The focus of the three-day event was clearly on customer relationship management, or CRM, the industry buzzword that apparently is no longer the exclusive domain of consumer marketing. Indeed, more than 25 sessions, presentations and round tables zeroed in on understanding exactly what CRM is for the business-to-business marketer, who does it and why it's the leading topic for so many industry leaders in all sectors, large and small.


Discussing CRM on a worldwide scale, Frederick W. Reid, chief marketing officer for Delta Air Lines, explained to a packed audience how his company's foray into CRM foreshadows the future of airline travel in a global market "where practical issues trump theory each day."
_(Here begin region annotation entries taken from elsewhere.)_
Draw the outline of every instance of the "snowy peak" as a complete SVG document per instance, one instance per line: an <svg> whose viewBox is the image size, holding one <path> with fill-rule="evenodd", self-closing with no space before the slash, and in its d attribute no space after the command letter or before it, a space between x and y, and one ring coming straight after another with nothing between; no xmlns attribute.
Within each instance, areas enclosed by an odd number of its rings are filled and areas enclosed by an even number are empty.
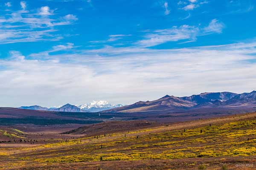
<svg viewBox="0 0 256 170"><path fill-rule="evenodd" d="M118 108L123 106L124 105L122 104L113 105L108 103L108 102L105 100L100 100L99 101L93 100L90 104L80 105L78 106L78 107L84 111L98 112L113 108Z"/></svg>
<svg viewBox="0 0 256 170"><path fill-rule="evenodd" d="M63 106L54 107L48 108L43 108L40 106L34 105L31 106L21 106L18 108L23 109L29 109L38 110L48 110L69 112L97 112L111 109L114 108L124 106L124 105L117 104L113 105L108 103L105 100L99 101L93 101L89 104L85 104L82 105L74 105L67 104Z"/></svg>
<svg viewBox="0 0 256 170"><path fill-rule="evenodd" d="M80 105L79 106L81 109L90 109L92 108L104 108L111 106L112 105L108 103L108 102L105 100L100 100L99 101L96 101L93 100L90 104L85 104L84 105Z"/></svg>

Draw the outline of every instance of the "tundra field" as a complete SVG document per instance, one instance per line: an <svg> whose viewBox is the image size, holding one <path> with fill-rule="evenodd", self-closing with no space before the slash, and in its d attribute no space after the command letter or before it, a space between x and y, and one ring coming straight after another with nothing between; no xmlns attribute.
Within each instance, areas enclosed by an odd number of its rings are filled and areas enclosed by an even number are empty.
<svg viewBox="0 0 256 170"><path fill-rule="evenodd" d="M0 170L256 169L256 113L63 126L0 127Z"/></svg>

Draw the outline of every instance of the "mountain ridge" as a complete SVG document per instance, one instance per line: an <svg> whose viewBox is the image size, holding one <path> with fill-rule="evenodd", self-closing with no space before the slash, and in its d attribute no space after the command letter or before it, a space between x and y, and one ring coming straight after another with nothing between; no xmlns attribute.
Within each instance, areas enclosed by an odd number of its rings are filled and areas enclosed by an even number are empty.
<svg viewBox="0 0 256 170"><path fill-rule="evenodd" d="M140 101L102 112L161 113L182 112L196 109L256 107L256 91L241 94L230 92L204 92L189 96L166 95L152 101Z"/></svg>
<svg viewBox="0 0 256 170"><path fill-rule="evenodd" d="M30 106L21 106L17 108L36 110L46 110L69 112L98 112L105 110L124 106L122 104L112 105L105 100L93 101L89 104L81 105L72 105L67 103L58 108L48 108L37 105Z"/></svg>

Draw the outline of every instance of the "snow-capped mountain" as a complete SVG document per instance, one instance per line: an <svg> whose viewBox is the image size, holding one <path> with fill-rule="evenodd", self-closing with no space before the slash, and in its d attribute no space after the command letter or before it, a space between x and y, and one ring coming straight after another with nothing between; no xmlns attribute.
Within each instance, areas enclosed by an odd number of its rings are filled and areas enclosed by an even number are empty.
<svg viewBox="0 0 256 170"><path fill-rule="evenodd" d="M77 105L67 104L58 107L54 107L50 108L44 108L40 106L21 106L18 108L23 109L34 110L48 110L70 112L97 112L124 106L122 104L112 105L105 100L99 101L93 101L89 104Z"/></svg>
<svg viewBox="0 0 256 170"><path fill-rule="evenodd" d="M123 106L124 105L122 104L113 105L108 103L108 102L105 100L100 100L99 101L93 100L89 104L85 104L77 105L77 106L84 111L96 112Z"/></svg>

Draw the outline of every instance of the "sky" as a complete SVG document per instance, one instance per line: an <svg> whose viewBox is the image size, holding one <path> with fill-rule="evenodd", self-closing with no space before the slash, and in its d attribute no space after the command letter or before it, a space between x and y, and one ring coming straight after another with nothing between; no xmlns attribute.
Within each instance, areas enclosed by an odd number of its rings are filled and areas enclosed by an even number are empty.
<svg viewBox="0 0 256 170"><path fill-rule="evenodd" d="M0 106L256 90L253 0L0 0Z"/></svg>

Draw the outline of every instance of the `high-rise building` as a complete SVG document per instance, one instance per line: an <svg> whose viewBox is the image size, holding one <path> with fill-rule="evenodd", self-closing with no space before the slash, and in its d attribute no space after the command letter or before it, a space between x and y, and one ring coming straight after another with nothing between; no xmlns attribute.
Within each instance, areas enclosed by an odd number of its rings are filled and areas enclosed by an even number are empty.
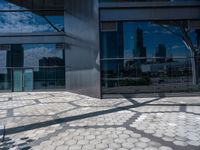
<svg viewBox="0 0 200 150"><path fill-rule="evenodd" d="M156 47L156 62L164 63L166 61L167 50L164 44L158 44Z"/></svg>

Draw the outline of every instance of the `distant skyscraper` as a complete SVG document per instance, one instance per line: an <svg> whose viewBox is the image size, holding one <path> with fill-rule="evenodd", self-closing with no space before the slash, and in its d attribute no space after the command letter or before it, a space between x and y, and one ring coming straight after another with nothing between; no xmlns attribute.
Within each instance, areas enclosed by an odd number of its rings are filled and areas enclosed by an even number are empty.
<svg viewBox="0 0 200 150"><path fill-rule="evenodd" d="M143 30L140 28L137 28L135 31L135 39L134 39L134 50L133 50L133 56L134 57L144 57L140 62L145 63L146 62L146 48L143 44Z"/></svg>
<svg viewBox="0 0 200 150"><path fill-rule="evenodd" d="M158 46L156 47L156 53L155 53L155 57L156 57L156 62L160 62L160 63L164 63L165 59L166 59L166 46L164 44L158 44Z"/></svg>

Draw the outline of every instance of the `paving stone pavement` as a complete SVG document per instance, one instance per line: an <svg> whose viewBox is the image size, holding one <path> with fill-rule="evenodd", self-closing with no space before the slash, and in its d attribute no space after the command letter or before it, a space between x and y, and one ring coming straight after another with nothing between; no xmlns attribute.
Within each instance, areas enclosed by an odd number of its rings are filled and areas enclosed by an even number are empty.
<svg viewBox="0 0 200 150"><path fill-rule="evenodd" d="M0 131L0 150L200 150L200 96L0 93Z"/></svg>

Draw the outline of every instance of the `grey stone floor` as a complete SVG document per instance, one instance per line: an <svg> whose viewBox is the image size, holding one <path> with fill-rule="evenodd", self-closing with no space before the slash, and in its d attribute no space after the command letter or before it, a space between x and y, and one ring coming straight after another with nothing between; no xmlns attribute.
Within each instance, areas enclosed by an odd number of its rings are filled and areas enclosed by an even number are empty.
<svg viewBox="0 0 200 150"><path fill-rule="evenodd" d="M0 127L0 150L200 150L200 97L0 93Z"/></svg>

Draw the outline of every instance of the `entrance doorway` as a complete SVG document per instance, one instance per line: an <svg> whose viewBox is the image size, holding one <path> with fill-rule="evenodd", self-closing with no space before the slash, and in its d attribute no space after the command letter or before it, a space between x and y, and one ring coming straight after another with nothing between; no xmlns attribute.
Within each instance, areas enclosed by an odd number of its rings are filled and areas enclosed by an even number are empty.
<svg viewBox="0 0 200 150"><path fill-rule="evenodd" d="M33 91L33 69L14 69L13 91L14 92Z"/></svg>

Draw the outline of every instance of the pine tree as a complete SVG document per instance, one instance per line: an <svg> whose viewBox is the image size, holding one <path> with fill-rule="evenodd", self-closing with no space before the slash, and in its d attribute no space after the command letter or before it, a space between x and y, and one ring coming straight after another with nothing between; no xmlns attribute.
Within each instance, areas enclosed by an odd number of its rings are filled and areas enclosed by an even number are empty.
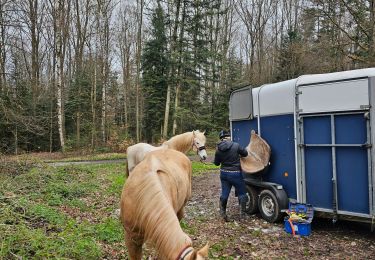
<svg viewBox="0 0 375 260"><path fill-rule="evenodd" d="M167 93L167 37L164 10L158 2L152 13L151 39L144 45L142 55L143 87L145 92L144 136L148 142L160 137Z"/></svg>

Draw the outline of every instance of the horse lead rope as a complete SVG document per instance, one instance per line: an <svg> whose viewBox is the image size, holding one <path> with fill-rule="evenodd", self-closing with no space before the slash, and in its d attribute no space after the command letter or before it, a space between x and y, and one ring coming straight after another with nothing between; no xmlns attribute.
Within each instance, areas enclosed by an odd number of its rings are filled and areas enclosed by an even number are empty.
<svg viewBox="0 0 375 260"><path fill-rule="evenodd" d="M184 260L185 257L191 252L193 251L194 248L190 245L186 246L184 248L184 250L181 251L181 253L177 256L177 260Z"/></svg>

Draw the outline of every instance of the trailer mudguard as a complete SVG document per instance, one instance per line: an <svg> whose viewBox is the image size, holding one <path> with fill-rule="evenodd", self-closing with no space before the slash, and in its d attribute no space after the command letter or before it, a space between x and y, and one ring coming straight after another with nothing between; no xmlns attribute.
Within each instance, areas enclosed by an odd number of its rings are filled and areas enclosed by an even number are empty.
<svg viewBox="0 0 375 260"><path fill-rule="evenodd" d="M288 209L289 198L282 185L273 182L260 181L253 178L244 178L244 181L246 185L255 186L258 189L268 189L272 191L279 202L280 209Z"/></svg>

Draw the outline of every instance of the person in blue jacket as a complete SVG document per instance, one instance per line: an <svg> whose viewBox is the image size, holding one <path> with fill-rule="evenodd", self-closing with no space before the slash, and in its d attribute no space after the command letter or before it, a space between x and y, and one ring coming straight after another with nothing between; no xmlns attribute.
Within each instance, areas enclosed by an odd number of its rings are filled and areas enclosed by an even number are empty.
<svg viewBox="0 0 375 260"><path fill-rule="evenodd" d="M240 216L246 214L246 188L241 173L240 157L246 157L248 152L238 143L232 142L230 132L222 130L219 133L220 142L217 144L214 164L220 165L220 215L225 221L229 221L226 214L228 197L232 186L234 186L238 201L240 203Z"/></svg>

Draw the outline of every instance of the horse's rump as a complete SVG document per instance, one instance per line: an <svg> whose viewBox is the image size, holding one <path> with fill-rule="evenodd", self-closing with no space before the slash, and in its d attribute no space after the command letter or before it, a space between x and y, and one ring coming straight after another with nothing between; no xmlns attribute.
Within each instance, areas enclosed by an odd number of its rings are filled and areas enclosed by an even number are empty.
<svg viewBox="0 0 375 260"><path fill-rule="evenodd" d="M125 230L141 234L159 252L171 246L169 239L182 232L176 214L191 196L191 175L186 155L171 149L149 152L124 185L121 221ZM184 235L176 246L189 240Z"/></svg>
<svg viewBox="0 0 375 260"><path fill-rule="evenodd" d="M250 143L246 147L248 156L241 158L241 168L245 173L257 173L270 161L271 148L255 131L251 131Z"/></svg>

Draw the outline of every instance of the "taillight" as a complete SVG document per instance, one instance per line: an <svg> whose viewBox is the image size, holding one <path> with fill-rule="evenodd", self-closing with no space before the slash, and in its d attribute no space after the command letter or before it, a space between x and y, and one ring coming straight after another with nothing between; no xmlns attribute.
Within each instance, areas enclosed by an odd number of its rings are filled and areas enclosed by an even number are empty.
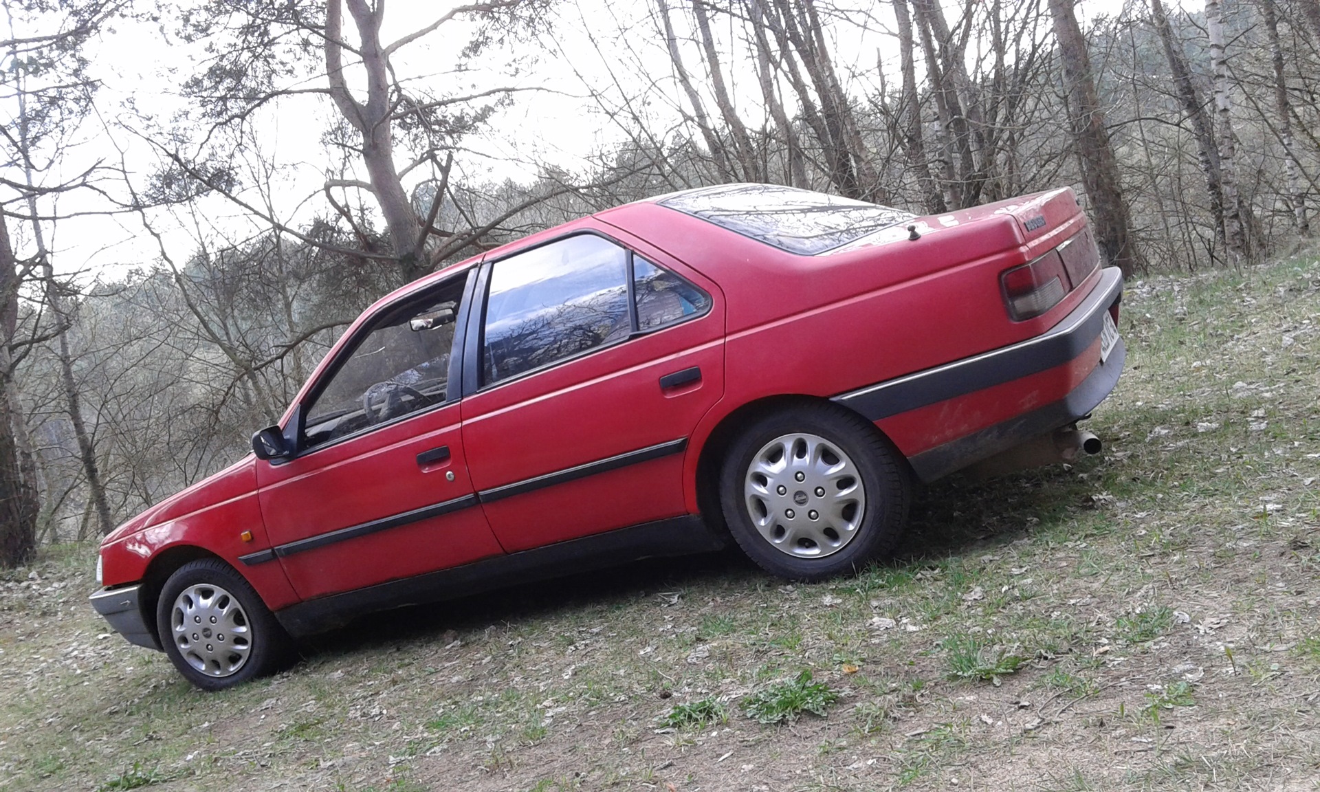
<svg viewBox="0 0 1320 792"><path fill-rule="evenodd" d="M1049 251L1031 264L1014 267L999 276L1008 315L1014 321L1039 317L1068 294L1068 273L1059 253Z"/></svg>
In the exhibit hall, Bert Blevins, president of Janeva Interactive, Las Vegas, a small Web graphics consulting firm, said his business is all about CRM and that his new "satellite" Web site concepts will provide lead generations by category to businesses that are looking to capture new users without incurring prohibitive acquisition costs.


"We're providing front doors for people who talk and speak the language of specific industries -- and we're speaking to them right off the bat, touching their businesses in a way they understand," he said. "That's the whole CRM approach."


Getting customers to the front door -- whether it's a bricks-and-mortar entrance or a unique Web venue -- is only half the battle, Blevins said. The news and information they receive have to move beyond relevance.


"You have to remember, those customers are also looking for an immediate benefit," he said.


Albert M. Nardslico, president of Systems Made Simple Inc., Syracuse, NY, a company that markets eBound, a business management solution characterized as an "e-commerce engine," said 75 percent of his business is delivered via a Web-based platform because it makes the management of the customer's relationship more accessible.


"Talking about CRM mostly comes from our own customers, who want to tighten the bond and relationship with their customers," Nardslico said. "It's something we've been hearing more of the past couple of years. But enhancing relationships is about a number of different things. It's about catering specific products to what you know those customers are interested in."


Sandy Stoker, vice president of information marketing at Dun & Bradstreet, Murray Hill, NJ, said CRM is a real concept, not just fashionable jargon on everyone's lips.


"One of the things it's related to is the increased focus businesses have on driving revenue," Stoker said. "Tools and products that can help drive additional revenue are very important. I would say CRM is the hottest thing right now in this sector. You also have to remember that acquisition costs for reaching new customers are now much higher. But the key is to find ways to maximize your relationships. It's about being proactive with your customers."